While legal restrictions on reproductive health care have proliferated in Republican-led states in the South, the study underscores how Catholic hospitals tend to dominate areas of the country that are seen as more progressive on reproductive health access, including the Pacific Northwest.

“The Upper Midwest, the Pacific Northwest and to a lesser extent, the Eastern megalopolis from New York to Boston, are some of the areas with more restricted access,” said Coleman Drake, another study author who is also an assistant professor at University of Pittsburgh Graduate School of Public Health. “It’s interesting to see this variation occurring in places that one normally doesn’t associate with restricted access.”

Whether a patient is forced to seek care in a Catholic hospital depends not only on where they live, but on their insurance network. A study last year in Contraception found that in the Chicago area, Medicaid-managed care plans were disproportionately funneling women of color into Catholic facilities.

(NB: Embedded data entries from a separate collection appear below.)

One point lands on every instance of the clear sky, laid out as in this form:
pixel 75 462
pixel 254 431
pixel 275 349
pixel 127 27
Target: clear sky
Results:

While the most recent study did not look at Medicaid plans, the researchers did look at plans sold in Obamacare marketplaces. Nationwide, the median marketplace plans in most counties had a lower share of Catholic hospitals than the counties overall. But in 440 counties, patients can inadvertently select a health insurance network that has a Catholic hospital market share of more than 80 percent. That is particularly concerning because of how hard it is to determine ahead of time whether a plan is dominated by Catholic options.

There are no regulations requiring marketplace health insurance plans to disclose how facilities in their networks restrict reproductive health care. Less than a third of Catholic hospital websites nationwide mention how the facility’s religious affiliation impacts care, and more than a third of women who rely on Catholic hospitals for care don’t realize the facility is Catholic, prior research has found.

“I worry about the ability of people to make informed choices here,” Drake told Truthout.

Finally, the researchers examined the demographics of residents in counties where Catholic hospitals are dominant. They found that overall, populations in counties with high or dominant Catholic hospital market shares were more likely to be white, Latino, more educated, and have higher annual median incomes than their counterparts in other counties. They were also slightly more likely to be Catholic. But the differences were small.

A prior study by researchers at Columbia Law School’s Law, Rights, and Religion Project found that women of color were more likely to give birth in Catholic hospitals. That suggests that Black women may be directed to Catholic hospitals based on factors other than where they live.

“If we see that Black women are more likely to deliver in Catholic facilities, it would suggest that their health plans or their obstetric providers are directing them to Catholic institutions,” Jarlenski said.

The researchers said they hoped their study would draw attention to a reproductive health care access issue that has received relatively little scrutiny compared to legal restrictions on abortion.

“The main thing we’re trying to do here is just shed light on this issue and provide some more transparency,” Jarlenski said. “I hope to provide health care systems and policymakers the impetus to think about aligning the services with the needs of the patient.”